This is the first in a series of posts on evaluation metrics for recommender systems. It’s important to be able to measure attributes of your recommender so that you can start to understand it better and eventually improve it. These metrics allow you to predict both how well your recommender will perform before you test it with real users (i.e. offline testing) and how well it performs when put in front of users (i.e. online testing). Here we’ll cover a number of standard metrics that tend to be useful for most recommender use cases although you’ll probably want to add some extra ones that address your specific goals. In this post we’ll introduce the different families of metrics and provide examples of them. In future posts, we’ll then dive into each metric family in more detail, providing implementations of them as we go.

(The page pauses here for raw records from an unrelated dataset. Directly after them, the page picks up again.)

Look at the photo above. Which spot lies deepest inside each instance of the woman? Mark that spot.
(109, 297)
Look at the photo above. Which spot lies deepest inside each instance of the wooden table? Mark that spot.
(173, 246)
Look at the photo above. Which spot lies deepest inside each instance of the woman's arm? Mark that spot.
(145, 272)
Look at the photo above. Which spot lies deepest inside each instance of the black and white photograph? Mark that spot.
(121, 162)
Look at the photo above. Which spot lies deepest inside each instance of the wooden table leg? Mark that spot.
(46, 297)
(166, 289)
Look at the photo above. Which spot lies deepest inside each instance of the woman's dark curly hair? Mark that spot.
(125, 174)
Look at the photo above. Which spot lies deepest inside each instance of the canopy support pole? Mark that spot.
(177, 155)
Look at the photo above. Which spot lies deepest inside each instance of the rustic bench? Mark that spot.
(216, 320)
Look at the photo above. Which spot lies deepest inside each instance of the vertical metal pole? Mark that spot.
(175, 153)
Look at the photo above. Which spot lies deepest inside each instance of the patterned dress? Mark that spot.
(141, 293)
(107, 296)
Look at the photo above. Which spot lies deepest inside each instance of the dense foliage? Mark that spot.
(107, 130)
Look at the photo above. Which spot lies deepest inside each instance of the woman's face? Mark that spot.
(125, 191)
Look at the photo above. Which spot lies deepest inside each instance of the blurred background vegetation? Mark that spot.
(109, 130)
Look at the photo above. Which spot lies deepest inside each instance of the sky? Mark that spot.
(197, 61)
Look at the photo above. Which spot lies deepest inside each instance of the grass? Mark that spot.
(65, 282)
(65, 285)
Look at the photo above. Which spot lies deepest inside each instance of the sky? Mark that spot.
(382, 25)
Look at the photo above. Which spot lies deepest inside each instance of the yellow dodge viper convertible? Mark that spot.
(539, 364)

In this series we’ll cover metrics from six families:
- rating and usage prediction accuracy
- user- and item-space coverage
- user and item temperature
- ‘advanced’ metrics
- online metrics
First, we’ll look at some metrics for rating and usage prediction accuracy (Table 1). These can be used to measure a recommender system’s accuracy in terms of performance both in offline and online settings. These metrics are mainstream and mostly originate from the information retrieval community. Information retrieval systems (i.e. search) and information filtering systems (i.e. recommenders) share a number of commonalities, principle among them being they both aim to provide relevant items for users, typically in the form of an ordered list.
Second, we’ll look at the metrics that can be used to measure the coverage of your recommender system (Table 2). Regardless of your use cases, it’s often common to want to be able to know both how many users are getting recommendations and how many of the items in your collection are being recommended to all users who get recommendations.
Third, we’ll be building some recommender systems thermometers. This isn’t as strange as it sounds. We’re interested in understanding the users of your system and the items that you are recommending in terms of how many of them are warm or cold (Table 3). Typically, a warm user is a user for whom you have some usage data (e.g. items that have bought in the past) whereas a cold user is a user for whom you know nothing, and recommending items to them is referred to as the cold start problem. Similarly, warm items are items that you want to recommend and have some usage data associated with them (e.g. you know which users have previously bought or viewed them) whereas cold items are items for which you have no usage data. It’s useful to pay attention to cold users and items as recommenders can have more trouble with them. In particular, if you use algorithms that don’t generate recommendations for cold users (e.g. collaborative filtering) then this metric can act as a warning that you’re not reaching most of your users.
Whenever you display recommendations to users, you need to choose the order in which they will appear. There are a number of useful metrics that can be used to determine how relevant the rank, or ordering of items in the list is (Table 4).
Beyond these more standard metrics there are also a number of metrics that are used to try to measure some properties of the recommender that may appear to subjective at first sight (Table 5). It is worth mentioning them as they are very useful metrics that can help you to choose how to improve the recommender. Getting these right can make the difference between a bad and a good product.
Finally, there is a number of metrics that tend to be more mainstream for quantifying the quality of recommendations given to users in the online setting. These metrics will often be the ones that you want to keep a close eye on when your recommender is live and it may be that one of these is your goal. For example, if you goal is to increase engagement with your product then looking at the overall Click-through-rate (CTR) is a possible measure of this.
It is not necessary to implement all of these metrics but the more that you put in place the better you can understand how your recommender is performing and, more importantly, you can tell if its performance improves or suffers when you make a modification to it.